PESCARA . Sono stati 138 i tavoli di crisi aperti al Ministero dello sviluppo economico nel 2018, con circa 210 mila dipendenti coinvolti (senza contare l’indotto). E anche l’Abruzzo ha contributo ad...

PESCARA . Sono stati 138 i tavoli di crisi aperti al Ministero dello sviluppo economico nel 2018, con circa 210 mila dipendenti coinvolti (senza contare l’indotto). E anche l’Abruzzo ha contributo ad alimentare i tavoli di crisi.
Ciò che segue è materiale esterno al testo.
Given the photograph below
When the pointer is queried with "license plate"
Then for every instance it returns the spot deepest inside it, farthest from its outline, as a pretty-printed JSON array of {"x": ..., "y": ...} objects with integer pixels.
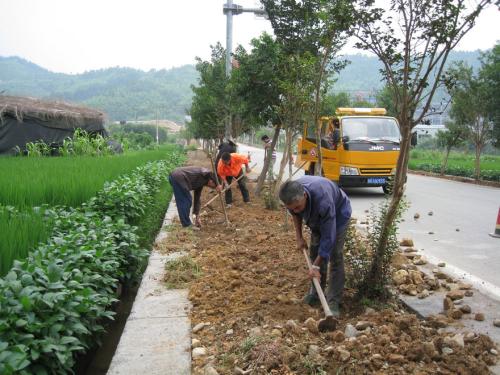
[{"x": 376, "y": 180}]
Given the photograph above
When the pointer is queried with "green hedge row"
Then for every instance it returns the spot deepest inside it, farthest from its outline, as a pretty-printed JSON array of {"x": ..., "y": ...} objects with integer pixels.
[
  {"x": 53, "y": 304},
  {"x": 488, "y": 175}
]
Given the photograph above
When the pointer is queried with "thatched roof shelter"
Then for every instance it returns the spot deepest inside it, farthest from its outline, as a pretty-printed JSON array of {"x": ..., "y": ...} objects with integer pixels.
[{"x": 24, "y": 120}]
Tra la Honeywell, la Ball, la LFoundry di Avezzano, la Selta di Tortoreto, la Intecs dell’Aquila, sono state diverse le vertenze che hanno caratterizzato il 2018. Situazioni di difficoltà che ormai caratterizzano molti settori dalla siderurgia all’agroalimentare, con le crescenti difficoltà della grande distribuzione organizzata. Crisi che non conoscono pause e sulle quali si tornerà a lavorare subito dopo le festività con un calendario degli appuntamenti al Mise già pieno fino al 20 gennaio.
In Abruzzo si sta risolvendo positivamente una delle crisi che hanno caratterizzato il 2018, quella della Honeywell di Atessa: la vertenza sembra infatti ormai ben avviata, con l’acquisizione dello stabilimento da parte di Baomarc Automotive Solutions, azienda leader nel campo della siderurgia, con un investimento da 1,85 milioni e il reinserimento di 162 lavoratori. Le cose sembravano andare malissimo anche per la Ball, la fabbrica di San Martino sulla Marrucina che produce lattine, e che aveva manifestato l’intnezione di licenziare, a Natale, i 70 lavoratori. Si è fatta avanti la a Forge Centro Sud, la ditta di stampaggio che ha sede nella zona industriale di Campotrino, proprio accanto alla Ball, che ha detto di essere interessata ad acquisire il sito industriale. L’obiettivo dei sindacati e delle istituzioni, è la rendustrializzazione dell’area grazia a un accordo firmato pochi giorni fa che consentirà all’acquirente, di ottenere a prezzi bassi il sito, purché riassuma le 70 maestranze.